Graduation Caps Thrown in the Air

You have to create your own timelines and sense of accomplishment around this!

The pursuit of reaching the point of graduation motivates students and holds them accountable. It keeps everything in motion as they move toward their goals. They may reach graduation day having experienced many trials and difficulties, but once they get there, they will begin anew from a more knowledgeable place.

As professionals, oftentimes we can become complacent, allowing years to pass without any real notable career moments. We may even be too busy in our jobs or entrepreneurial ventures to stop and evaluate where we are currently and where we are headed.

Both of these states, complacency and busyness, drain our energy. For that reason, it is even more important to create deadlines. Give yourself permission to start fresh, reset your goals, and establish an optimistic perspective and momentum toward something new.

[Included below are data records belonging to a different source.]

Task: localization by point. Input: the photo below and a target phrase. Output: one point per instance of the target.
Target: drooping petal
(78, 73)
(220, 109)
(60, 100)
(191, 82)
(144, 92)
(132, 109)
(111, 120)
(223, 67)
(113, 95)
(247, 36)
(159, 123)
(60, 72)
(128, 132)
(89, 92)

Whether or not you believe there is anything to celebrate, it may be time to move on to your next stage of development. Here are a few signs that it’s time to set a graduation date of your own:

  1. You have been successful and happy in your career, and have reached some of your goals. It’s time to assess what is next.
  2. You feel like you’ve been on a treadmill and don’t really enjoy what you do. You don’t know where you would like to be in your current career.
  3. You feel the itch to make a change and need to reflect on what you might want to do next.

Whichever one of these categories you fall under, you will need time to focus on what you have been doing, learning, and achieving, while also researching and making decisions about next steps. Creating the time and gathering support for this effort is the graduation gift you give yourself.

This graduation might result in a dramatic change or only a slight internal shift in your life. Still, the goal is to get a sense of excitement and optimism for whatever the next chapter is to pull you forward. Creating your own graduation scenario every four years is not only a well-deserved celebration of yourself and your hard work, but a new jumping-off point that will keep you feeling like a bright future lies ahead.